If somebody says, “In that year my grandson was doing this and that,” and I don’t remember, I look back at day-by-day what happened. In that way it’s like a journal. 

Those moments for themselves of just pausing, marking the day, having a sense of ‘I lived today,’ everybody could use that, not only women. But it’s very difficult to teach it, maybe you grow up with it or you make it a ritual because you need it.

I need it. Without that, everything is blurred.

When I wrote Paula, it was about my daughter. She fell into a coma in Spain. It was a huge public hospital and we were allowed to see her for five minutes a day but we never knew what time. So I would spend the whole day, sometimes the whole night, in the hospital. There were no waiting rooms, just a corridor with chairs.

My mother came to be with me and we called it in Spanish, “the corridor of lost faces.” So we would walk one way, then the other way. That was our day. And all days were identical. The corridor was always the same. And we would go to see Paula and she would be exactly as the day before. Nothing would change. So how can you remember what happened?

So I started taking little notes every day. Then my mother got sick and went back to Chile, and we started the letters again. A month after Paula died, on December 6, 1992, I was supposed to start my new book on January 8th. My mother asked what I was going to write about, and I said, “Are you crazy? I’m not going to write. How can I write?” She said, “Well, you have to or you will die.” And she gave me back the letters I had written to her, 180 letters. Because in my mind it was all the same, I could not say what had happened in January versus September, I had no idea. 
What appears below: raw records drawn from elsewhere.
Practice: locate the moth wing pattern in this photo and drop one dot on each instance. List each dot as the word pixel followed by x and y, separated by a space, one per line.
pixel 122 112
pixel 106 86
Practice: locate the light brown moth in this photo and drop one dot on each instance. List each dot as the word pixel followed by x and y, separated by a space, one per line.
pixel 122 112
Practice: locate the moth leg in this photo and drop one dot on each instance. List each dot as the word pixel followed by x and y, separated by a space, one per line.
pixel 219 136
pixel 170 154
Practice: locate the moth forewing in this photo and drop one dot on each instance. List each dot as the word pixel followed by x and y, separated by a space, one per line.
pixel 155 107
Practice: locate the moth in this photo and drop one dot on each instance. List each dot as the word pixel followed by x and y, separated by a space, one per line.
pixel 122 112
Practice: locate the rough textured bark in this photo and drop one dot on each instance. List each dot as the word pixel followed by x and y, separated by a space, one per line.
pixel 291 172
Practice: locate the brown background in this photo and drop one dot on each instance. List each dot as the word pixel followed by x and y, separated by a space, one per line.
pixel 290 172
So for me, these little rituals have helped me give meaning to my life and to remember. They are like lighthouses along the way.
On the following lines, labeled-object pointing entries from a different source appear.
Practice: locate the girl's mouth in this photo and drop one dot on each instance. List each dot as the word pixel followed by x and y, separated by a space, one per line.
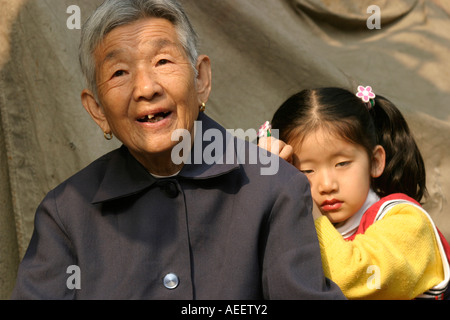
pixel 331 205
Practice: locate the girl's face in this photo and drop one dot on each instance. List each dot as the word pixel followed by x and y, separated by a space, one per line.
pixel 339 172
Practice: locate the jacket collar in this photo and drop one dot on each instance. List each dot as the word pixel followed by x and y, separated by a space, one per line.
pixel 125 176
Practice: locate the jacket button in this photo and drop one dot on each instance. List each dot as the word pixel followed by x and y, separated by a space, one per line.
pixel 171 281
pixel 169 188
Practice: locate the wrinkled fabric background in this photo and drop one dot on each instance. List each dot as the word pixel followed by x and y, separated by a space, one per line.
pixel 262 51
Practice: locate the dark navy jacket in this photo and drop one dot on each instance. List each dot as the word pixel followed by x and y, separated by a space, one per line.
pixel 222 231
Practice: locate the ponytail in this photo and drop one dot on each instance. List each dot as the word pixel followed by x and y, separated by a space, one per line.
pixel 404 170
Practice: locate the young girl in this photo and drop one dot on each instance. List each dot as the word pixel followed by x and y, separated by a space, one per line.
pixel 367 178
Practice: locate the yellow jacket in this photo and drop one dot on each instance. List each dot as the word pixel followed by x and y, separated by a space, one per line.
pixel 396 258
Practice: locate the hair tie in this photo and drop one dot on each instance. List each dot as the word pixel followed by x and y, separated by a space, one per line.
pixel 265 130
pixel 367 96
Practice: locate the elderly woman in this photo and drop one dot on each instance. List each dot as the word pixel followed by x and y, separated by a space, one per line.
pixel 135 224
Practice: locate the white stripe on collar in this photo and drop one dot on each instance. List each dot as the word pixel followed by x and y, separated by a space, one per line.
pixel 351 225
Omega: Did your letters with your mother change a lot when you could email instead of mailing? 

Isabel: Absolutely. It changed our lives. At the beginning, we didn’t like it because my mother writes beautifully. For my mother, the letters were the beauty of the language, the grammar, the calligraphy, the paper you choose—everything was important. The emails made it very matter of fact at the beginning. But now we write as if by hand, but much faster, of course. My mother, she doesn’t write casually, if she sees a word is repeated it she will change it.

Omega: Do you think any of your love for language comes from her?

IsabelYes, yes, my love of language comes from her. But it also comes from reading, because I was a lonely, difficult, angry child who didn’t fit in anywhere. My mother married a diplomat, so we travelled and I was always changing schools. During the break I didn’t interact with other kids—I was too shy and sometimes didn’t speak the language. My way of being protected was the shield of the book in front of me.

And I read adult books at a young age. This idea that kids need special books, special furniture, special colors—that didn’t exist. Kids were just kids, nobody cared about their psychological needs. I read whatever was available at home or from libraries and friends. I read Russian novelists when I was 11. My first gift from my stepfather was the complete works of Shakespeare in Spanish. I still have the book on my night table, chewed up by a dog, actually. 

Omega: How do you feel about your books in translation, knowing how translation can change the texture and the meaning of a story?

Isabel: I don’t care. Once the book is published it’s gone, it doesn’t belong to you.

I cannot go to every reader, “Look, this is what I meant.” When they make a movie, I’m not watching over the director’s shoulder, because it’s none of my business anymore. Somehow, the story comes through whatever the language, whatever the worlds. I know because I’m popular in places I’ve never been, like Romania.

The other day I got a copy of an edition and my assistant and I could not figure out what book it was or which language it was in. It didn’t resemble anything that we had ever seen. To the point that I said, “Maybe it’s not even my book.” It could be anybody’s book. Or maybe the translation even improves the book. It could be. It could very well be.